The new stone age or the neolithic

 

The new stone age (neolithic) goes for approximately three millenium (aprox. 5000 - 2000 BCE).

 

As a consequence of the development of the production forces in the economy and in the material culture of the neolithic period, several changes tood place, the human communities evolving gradually from the phase of food-seekers to the one of food producers.

 

The basic occupation of human beings during this period was the primitive cultivation of plants breeding, breeding animals, potery and different house trades (spinning, weaving) which are added to thier old occupations in the paleolithic: fishing, hunting / harvest, but these have a secondary importance.

 

Next to some silex tools of small and medium dimesions, which continue the forms and techniques specific to the paleolithic era, are used now and other more more new tools from stone, improved and much more effective, used in order to polish and perforate, basically generalised during this period.

 

A main characteristic of economical activity during the neolithic period would be a large spreading of ceramics, considering the specific features like technque, shape or set involving ceramics, a new culture could have been distinguished, the neolithic culture.

 

The human communities divided into races and tribes, covered surfaces concentrated onthe valley of the rivers, where they were offered much more favourable living conditions.

 

In the second room, reserved for the neolithic period, a general text presents the main features of this period and all the towns from Hunedoara with their most important discoveries.

 

In the first glass displace case are exposed nucleouses of silex and obsidian, which were the basic raw material used int eh creation of lithical tools (blades with and without retouch, GRATOARE, perforated tools, etc.) and different types of polished, non-perforated axes, in chronoligical order; axes in the shape of last [calapod = last; shoe tree; (fig) pattern], trapezoidal axes and flat axes. In the second glass display case are a series of individual or fragmented axes disposed with a hole/opening for the {glovening - INMANUSARE}, in different stages of their production process, axes which were specific for the middle and late neolithic and which were discovered at Turdas, Mintia, Baiesti, Batrina etc.

 

The next four glass display cases (if you go from left to the right) are used to present the next materials belonging to the Turdas culture, the most important neolithic culture in Hunedoara county, and even in Transilvania, discovered through systematic searches at the eponimic settlement in the valley of the river Mures, at Deva and Mintia. Here are exposed some specific vases for this culture: an elecant cup from fine, palished ceramics, dishes bowls, pans etc., from which some were decorated with bands filled with incisions and spots.

 

The practice of primitive agriculture by those who belonged to Turdas culture is confirmed by the existance of hand-grinders, stone squashers for seeds (which were discovered at Turdas and Mintia) and of hoes made of antlers.

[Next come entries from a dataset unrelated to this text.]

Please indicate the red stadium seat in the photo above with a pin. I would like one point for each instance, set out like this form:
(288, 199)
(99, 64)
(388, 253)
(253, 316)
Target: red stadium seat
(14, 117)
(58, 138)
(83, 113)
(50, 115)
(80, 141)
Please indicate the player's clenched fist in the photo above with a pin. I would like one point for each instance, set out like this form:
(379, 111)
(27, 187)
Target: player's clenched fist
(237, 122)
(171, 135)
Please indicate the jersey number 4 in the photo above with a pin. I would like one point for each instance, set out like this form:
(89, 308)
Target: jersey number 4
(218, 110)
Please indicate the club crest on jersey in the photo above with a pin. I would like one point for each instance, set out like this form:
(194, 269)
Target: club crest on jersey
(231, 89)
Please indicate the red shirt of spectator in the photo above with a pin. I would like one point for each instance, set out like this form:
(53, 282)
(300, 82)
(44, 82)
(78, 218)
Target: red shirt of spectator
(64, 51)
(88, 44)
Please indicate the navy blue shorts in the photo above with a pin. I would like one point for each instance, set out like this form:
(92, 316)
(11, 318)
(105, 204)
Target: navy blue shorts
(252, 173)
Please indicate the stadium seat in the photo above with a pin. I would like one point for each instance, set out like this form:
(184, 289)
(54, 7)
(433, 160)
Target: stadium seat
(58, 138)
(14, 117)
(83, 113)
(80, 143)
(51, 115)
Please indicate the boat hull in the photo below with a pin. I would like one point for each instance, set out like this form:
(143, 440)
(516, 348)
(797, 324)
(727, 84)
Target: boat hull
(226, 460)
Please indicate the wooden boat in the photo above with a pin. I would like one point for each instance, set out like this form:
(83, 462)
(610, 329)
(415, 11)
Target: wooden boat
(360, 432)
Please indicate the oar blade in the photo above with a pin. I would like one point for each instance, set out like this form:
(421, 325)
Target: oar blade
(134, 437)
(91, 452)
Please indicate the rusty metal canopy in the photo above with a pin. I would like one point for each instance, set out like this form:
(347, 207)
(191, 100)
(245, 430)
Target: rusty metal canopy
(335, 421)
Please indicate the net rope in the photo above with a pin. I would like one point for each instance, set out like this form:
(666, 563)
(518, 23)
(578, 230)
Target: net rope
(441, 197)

Are also presented silex and obsidian knives and rasors , perforated axes, vase polishers, adobe with [urme de birne si nuiele], weights for the loom and for the fishing net, [fusaiole] etc.

 

Along with the agriculture and the animal breeding is also spread the cult of fecundity and fertility, both represented in the museum by some feminine statuets (idols) from burnt clay and by statuets representing animals (discovered at Turdas and Mintia) and which are characterised by a refined plasticity.

 

In another display case are presented some painted ceramic pieces belonging to the Petresti culture, discovered at Deva. Characteristic for this culture (which has a small area of spreading in the centre of Transilvania and especially in the valley of the river Mures and of its main tributaries) is the ceramics made of rafined paste, which have painted over on orange-reddish layer, geometrical motifs: lines, meandres, black coloured spirals etc.

 

The Tisa II Culture is documented in the Hunedoara territory through the material discovered at Deva.  The vestiges proceeded from this settlement are of a great variety: ceramics (vases, dishes, bowles or small dimension cups decorated with circular incisions, hashed [HASURATE] or criss-crossed bands), silex, non-perforated axes and bone sqashers. The existance of silex rasors with fine retouching and with easily polished, and then used as components for sicles, next to numerous weed tools from antlers of a great typological variety, proves that the economy in the Tisa II culture was mostly based on ariculture.

 

At the beginning of the second millenium BCE (2000-1800) in the lives of the neolithic tribes who lived in Transilvania and in other regions in the country, many socio-economical and cultural changes take place.

 

This transition period from the neolithical period to the bronze period is characterised on one side by the multiplication of human settlements and onthe other side, by the larger number of tools, the ones of copper being very important. The apreciative quantities of domestic animals' bones, found at every settlement prove the importance that the breeding of aninals had in the lives of the communities during that period of transition.